The comeback bushytail event will also have a squirrel skinning contest, the world's hottest squirrel hot wing eating contest—where's Joey Chestnut when you need him?—and a pellet-rifle shooting contest among other things.
For the first time, the Arkansas Game and Fish Commission news release indicates that a nine-foot alligator will be on the rotisserie for the event, along with five-time Memphis in May World Barbecue Contest champ Mark Lambert bringing a 400-gallon pot to cook up the world's biggest batch of rabbit fricassee.
"You won’t be able to swing a squirrel in this place without finding something worth watching or doing,” said Joe Wilson, the event organizer. Wilson also added, "YouTube barbecue celebrity Malcolm Reed is one of the judges we’ve lined up for the cooking contest, as well as Brent Reaves from the MeatEater group’s popular Bear Grease podcast," Wilson said. "We’ll also have live music playing throughout the day, and a celebration of all things outdoors. If you walk away hungry or bored, I don’t know if there’s any help for you."
Visit the event Facebook page for more info.
The fishing world will look to the Wonders of Wildlife National Museum & Aquarium this weekend on Saturday, Sept. 9 as the International Game Fish Association Fishing Hall of Fame inducts its 2023 HOF class.
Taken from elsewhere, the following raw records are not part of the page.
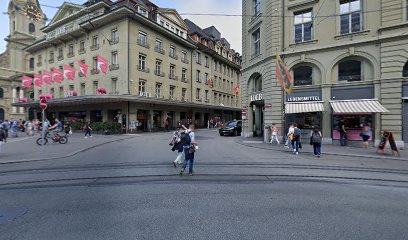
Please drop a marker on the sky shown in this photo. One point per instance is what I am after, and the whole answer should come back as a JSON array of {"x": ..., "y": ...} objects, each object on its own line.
[{"x": 230, "y": 27}]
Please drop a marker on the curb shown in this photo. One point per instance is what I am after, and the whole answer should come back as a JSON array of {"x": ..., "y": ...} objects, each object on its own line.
[
  {"x": 327, "y": 153},
  {"x": 66, "y": 156}
]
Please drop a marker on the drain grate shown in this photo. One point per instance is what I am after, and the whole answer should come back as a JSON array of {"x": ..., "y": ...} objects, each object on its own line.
[{"x": 9, "y": 215}]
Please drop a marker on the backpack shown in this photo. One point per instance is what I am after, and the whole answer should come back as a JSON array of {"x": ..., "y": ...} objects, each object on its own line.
[
  {"x": 185, "y": 139},
  {"x": 316, "y": 138},
  {"x": 297, "y": 133}
]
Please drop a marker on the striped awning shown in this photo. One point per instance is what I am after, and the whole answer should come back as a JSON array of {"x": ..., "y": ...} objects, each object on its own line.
[
  {"x": 303, "y": 107},
  {"x": 358, "y": 106}
]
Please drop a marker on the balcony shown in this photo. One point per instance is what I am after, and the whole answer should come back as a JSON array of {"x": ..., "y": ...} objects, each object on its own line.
[
  {"x": 158, "y": 73},
  {"x": 113, "y": 67},
  {"x": 143, "y": 43},
  {"x": 159, "y": 50},
  {"x": 174, "y": 56},
  {"x": 114, "y": 41},
  {"x": 94, "y": 47},
  {"x": 94, "y": 71},
  {"x": 143, "y": 69}
]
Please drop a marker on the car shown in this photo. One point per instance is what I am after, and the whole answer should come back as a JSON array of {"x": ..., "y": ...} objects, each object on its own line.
[{"x": 233, "y": 128}]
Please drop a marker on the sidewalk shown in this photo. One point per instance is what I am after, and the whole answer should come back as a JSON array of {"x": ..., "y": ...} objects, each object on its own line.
[
  {"x": 326, "y": 149},
  {"x": 25, "y": 149}
]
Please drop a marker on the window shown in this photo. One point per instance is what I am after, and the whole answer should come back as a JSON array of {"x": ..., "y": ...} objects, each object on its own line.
[
  {"x": 142, "y": 39},
  {"x": 183, "y": 74},
  {"x": 303, "y": 26},
  {"x": 115, "y": 58},
  {"x": 114, "y": 85},
  {"x": 198, "y": 94},
  {"x": 198, "y": 58},
  {"x": 142, "y": 87},
  {"x": 183, "y": 94},
  {"x": 158, "y": 67},
  {"x": 302, "y": 76},
  {"x": 142, "y": 62},
  {"x": 172, "y": 52},
  {"x": 257, "y": 7},
  {"x": 350, "y": 70},
  {"x": 171, "y": 91},
  {"x": 198, "y": 76},
  {"x": 256, "y": 40},
  {"x": 350, "y": 16},
  {"x": 158, "y": 90},
  {"x": 115, "y": 36},
  {"x": 82, "y": 89},
  {"x": 405, "y": 70}
]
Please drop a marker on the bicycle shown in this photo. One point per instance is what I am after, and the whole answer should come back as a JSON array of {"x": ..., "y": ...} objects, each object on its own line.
[{"x": 62, "y": 139}]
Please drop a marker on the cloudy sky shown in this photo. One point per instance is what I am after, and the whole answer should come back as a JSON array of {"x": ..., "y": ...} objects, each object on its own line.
[{"x": 230, "y": 27}]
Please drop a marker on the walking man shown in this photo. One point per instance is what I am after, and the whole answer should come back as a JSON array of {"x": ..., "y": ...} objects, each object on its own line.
[{"x": 189, "y": 146}]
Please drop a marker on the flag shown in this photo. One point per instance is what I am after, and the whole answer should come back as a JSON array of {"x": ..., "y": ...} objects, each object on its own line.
[
  {"x": 283, "y": 75},
  {"x": 102, "y": 64},
  {"x": 37, "y": 80},
  {"x": 69, "y": 72},
  {"x": 57, "y": 75},
  {"x": 83, "y": 68},
  {"x": 27, "y": 81},
  {"x": 46, "y": 77}
]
The honorees at the sprawling museum next to Johnny Morris' Bass Pro Shops flagship store location will include IGFA world-record holder and tournament champion Roberta G. Arostegui; fly-fishing adventurer and trailblazer, Kay Brodney; conventional and fly-fishing master angler, captain and writer Dean Butler; distinguished Avalon Tuna Club member and conservation advocate, Gerald A. Garrett; and marine resources champion and fishing apparel pioneer Bill Shedd. … Early next month, the Bonefish & Tarpon Trust will host its 12th annual New York City Dinner & Awards Ceremony in the Big Apple. Slated for Tuesday, Oct. 10, 2023 at The University Club, the event will honor angler, conservationist, and longtime BTT friend Chad Pike as recipient of the 2023 Lefty Kreh Award for Lifetime Achievement in Conservation. Pike, the retired senior managing director of The Blackstone Group and founder of Eleven Experience, will be introduced by New York Times best selling author Monte Burke, writer of Sowbelly: The Obsessive Quest for the World-Record Largemouth Bass and Lords of the Fly: Madness, Obsession, and the Hunt for the World Record Tarpon.